The 1910-1917 Revolution was started by Francisco Madero, a democratically minded politician who was opposed to re-election. With military uprisings by Francisco Villa (or “Pancho” Villa as he is commonly known) in the north, and Emiliano Zapata in the south, Diaz was soon forced to resign and go into exile. Madero became president, but his army chief Victoriano Huerta staged a coup in 1913 and had him killed. Huerta stepped down in 1914, and Venustiano Carranza become president.
While few Mexicans question the importance of the birth of an independent nation after three centuries of colonial rule, the 1910-1917 period of conflict that led to the promulgation of the 1917 Constitution was far more complex, and to a certain extent inconclusive.

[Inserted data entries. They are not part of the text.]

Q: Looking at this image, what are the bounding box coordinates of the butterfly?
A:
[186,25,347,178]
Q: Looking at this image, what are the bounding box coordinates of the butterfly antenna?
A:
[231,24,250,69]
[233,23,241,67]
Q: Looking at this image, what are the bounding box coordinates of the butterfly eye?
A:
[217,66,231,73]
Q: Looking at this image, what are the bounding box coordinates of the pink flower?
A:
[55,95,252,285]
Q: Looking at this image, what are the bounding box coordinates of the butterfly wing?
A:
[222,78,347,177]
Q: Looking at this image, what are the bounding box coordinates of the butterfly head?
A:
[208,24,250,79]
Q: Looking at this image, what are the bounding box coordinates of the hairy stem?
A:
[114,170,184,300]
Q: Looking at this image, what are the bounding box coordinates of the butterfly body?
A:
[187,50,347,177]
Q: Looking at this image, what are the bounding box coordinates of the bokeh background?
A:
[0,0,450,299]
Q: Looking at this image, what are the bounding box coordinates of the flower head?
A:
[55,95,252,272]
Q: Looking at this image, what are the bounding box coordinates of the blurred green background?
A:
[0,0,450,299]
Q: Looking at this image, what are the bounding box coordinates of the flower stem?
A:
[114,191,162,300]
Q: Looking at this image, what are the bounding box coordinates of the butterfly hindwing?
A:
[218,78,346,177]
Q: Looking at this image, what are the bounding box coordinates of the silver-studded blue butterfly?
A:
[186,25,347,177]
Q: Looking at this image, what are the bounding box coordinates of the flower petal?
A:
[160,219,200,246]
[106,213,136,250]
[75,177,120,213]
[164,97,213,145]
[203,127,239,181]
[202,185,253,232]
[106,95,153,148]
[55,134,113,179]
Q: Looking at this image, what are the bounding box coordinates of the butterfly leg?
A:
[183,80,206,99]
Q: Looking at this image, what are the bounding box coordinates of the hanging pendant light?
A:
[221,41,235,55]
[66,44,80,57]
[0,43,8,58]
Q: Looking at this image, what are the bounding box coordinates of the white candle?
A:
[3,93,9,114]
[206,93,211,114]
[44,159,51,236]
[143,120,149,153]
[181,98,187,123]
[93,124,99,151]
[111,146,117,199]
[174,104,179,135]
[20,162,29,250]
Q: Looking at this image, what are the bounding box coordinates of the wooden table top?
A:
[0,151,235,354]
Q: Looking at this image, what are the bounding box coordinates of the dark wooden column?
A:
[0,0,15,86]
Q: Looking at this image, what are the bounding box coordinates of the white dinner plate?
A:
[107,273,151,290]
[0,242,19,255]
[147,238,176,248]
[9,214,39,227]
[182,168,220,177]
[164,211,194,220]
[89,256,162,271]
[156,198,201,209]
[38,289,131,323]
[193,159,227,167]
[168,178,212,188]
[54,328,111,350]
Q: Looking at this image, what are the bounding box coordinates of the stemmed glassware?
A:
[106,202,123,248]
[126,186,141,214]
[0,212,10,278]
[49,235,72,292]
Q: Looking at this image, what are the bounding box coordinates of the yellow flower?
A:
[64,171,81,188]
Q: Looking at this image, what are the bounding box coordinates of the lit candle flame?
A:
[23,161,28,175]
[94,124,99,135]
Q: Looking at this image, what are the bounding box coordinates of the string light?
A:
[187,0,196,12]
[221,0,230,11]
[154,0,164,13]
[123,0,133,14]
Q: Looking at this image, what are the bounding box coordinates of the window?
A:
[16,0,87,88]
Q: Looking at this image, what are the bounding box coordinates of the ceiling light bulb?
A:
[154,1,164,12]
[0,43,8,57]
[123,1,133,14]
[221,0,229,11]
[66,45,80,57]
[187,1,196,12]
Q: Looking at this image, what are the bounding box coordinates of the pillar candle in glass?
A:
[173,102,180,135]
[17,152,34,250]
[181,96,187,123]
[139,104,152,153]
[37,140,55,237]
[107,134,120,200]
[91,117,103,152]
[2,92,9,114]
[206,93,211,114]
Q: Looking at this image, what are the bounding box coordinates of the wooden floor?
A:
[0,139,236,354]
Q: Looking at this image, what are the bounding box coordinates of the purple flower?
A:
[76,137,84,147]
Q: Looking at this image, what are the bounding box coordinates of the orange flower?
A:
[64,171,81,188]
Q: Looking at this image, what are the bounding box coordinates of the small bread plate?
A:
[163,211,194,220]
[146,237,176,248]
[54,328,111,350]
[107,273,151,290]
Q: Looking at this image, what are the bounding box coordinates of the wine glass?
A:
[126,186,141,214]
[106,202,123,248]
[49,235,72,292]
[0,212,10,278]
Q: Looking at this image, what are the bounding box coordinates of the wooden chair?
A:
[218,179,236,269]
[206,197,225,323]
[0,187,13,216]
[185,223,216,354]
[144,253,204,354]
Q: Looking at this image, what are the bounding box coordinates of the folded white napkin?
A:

A number of the better-known heroes of the Revolution were themselves killed in acts of treachery well after 1917: Emiliano Zapata in 1919, Venustiano Carranza in 1920, Francisco Villa in 1923, and Álvaro Obregón in 1928.
Disagreements continue to this day on the significance of the events that made up the Revolution, with ideas usually influenced by political views. The revolution is not the same thing seen from the left as from the right, and its success or failure from either of those viewpoints is not something that can be easily settled. The Wikipedia article (Spanish) illustrates how complicated a matter it was.
A new Constitution was promulgated in 1917 which, among other things, restored communal land to the Indian population and renewed the anti-clericalism of the Juarez years.